A spectacular Japanese meal can be collected in minutes during a single stop at Little Tokyo Square. Yaohan, the food emporium in this complex, offers a virtual gold mine of menu possibilities.

All types of beautifully prepared sushi come prepacked. Six prepared dinners--vegetable, shrimp, salmon teriyaki, beef teriyaki, chicken teriyaki and salmon--are sold in round cardboard containers that resemble the traditional bamboo steamers. Japanese-style fried chicken and vegetable tempura are offered in the hot deli case, and there's roast chicken for the less adventurous. The market offers a good selection of Japanese tea, beer, wine and sake to go.

Yaohan has a bakery, but you might also want to check out Ginza Ya Fresh Bakery, located just inside the 3rd Street entrance of Little Tokyo Square. An assortment of its pastries, artfully arranged on a lacquered tray, would make an ideal finale to dinner.

This is the type of meal to serve casually around a coffee table. Spread a large tatami mat under the table and supply plenty of pillows for the comfort of guests. Since the food is so artistic in itself, use simple, solid-colored or slightly patterned dishes for serving. Chopsticks and tea and sake service sets will carry through an Oriental theme.
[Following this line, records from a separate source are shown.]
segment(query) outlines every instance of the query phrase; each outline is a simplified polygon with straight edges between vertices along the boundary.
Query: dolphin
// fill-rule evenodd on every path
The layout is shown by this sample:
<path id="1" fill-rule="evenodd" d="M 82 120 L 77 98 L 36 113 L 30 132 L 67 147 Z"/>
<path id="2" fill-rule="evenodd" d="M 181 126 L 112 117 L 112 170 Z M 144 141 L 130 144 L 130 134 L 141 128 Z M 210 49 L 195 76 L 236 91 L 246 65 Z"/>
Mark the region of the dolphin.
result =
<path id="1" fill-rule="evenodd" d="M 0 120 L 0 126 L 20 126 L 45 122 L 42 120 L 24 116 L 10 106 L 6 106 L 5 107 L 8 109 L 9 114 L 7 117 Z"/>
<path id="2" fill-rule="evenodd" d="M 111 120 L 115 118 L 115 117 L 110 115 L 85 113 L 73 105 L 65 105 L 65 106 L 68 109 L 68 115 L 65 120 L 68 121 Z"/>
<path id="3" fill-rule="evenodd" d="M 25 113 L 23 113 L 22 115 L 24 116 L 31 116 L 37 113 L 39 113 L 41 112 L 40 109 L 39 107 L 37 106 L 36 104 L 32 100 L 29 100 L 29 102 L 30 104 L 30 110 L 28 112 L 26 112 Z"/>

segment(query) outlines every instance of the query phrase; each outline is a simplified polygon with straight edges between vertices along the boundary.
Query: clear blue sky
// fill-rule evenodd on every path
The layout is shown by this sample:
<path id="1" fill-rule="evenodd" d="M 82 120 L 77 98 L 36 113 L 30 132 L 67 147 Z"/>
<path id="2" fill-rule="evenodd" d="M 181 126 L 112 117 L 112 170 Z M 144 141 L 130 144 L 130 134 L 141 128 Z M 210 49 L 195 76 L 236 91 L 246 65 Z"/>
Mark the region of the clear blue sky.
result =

Yaohan, Little Tokyo Square, 333 S. Alameda St., Los Angeles, (213) 687-6699. Open daily, 9:30 a.m. to 8 p.m.

Ginza Ya Fresh Bakery, Little Tokyo Square, 333 S. Alameda St., Los Angeles, (213) 626-1904. Open daily, 9 a.m. to 7 p.m.


One stop at Bristol Farms is all it takes to collect the makings of a casual Italian meal. Let guests graze on antipasto, roasted peppers and eggplant, marinated artichokes and pasta salads from the deli case. You'll also find Italian wines and sparkling Italian mineral water.

After such hearty appetizers, the store's prepared minestrone soup and a loaf of crusty bread can suffice for the entree. Reheat the soup in a kettle on top of the range or in a Crock Pot, the bread in the oven.

In the frozen-food case you'll find Italian ices and ice creams, and just above, packaged Italian cream cake and an assortment of cookies. The store sells coffee beans, but you can also walk across the parking lot to Euro Coffee Roasters and pick up some espresso coffee beans to brew .

Since this is a trattoria-type meal, keep dishes and accessories simple. Some traditional tumbler wine glasses (rather than stemmed) and Italian colors--red, white and green--might be used effectively.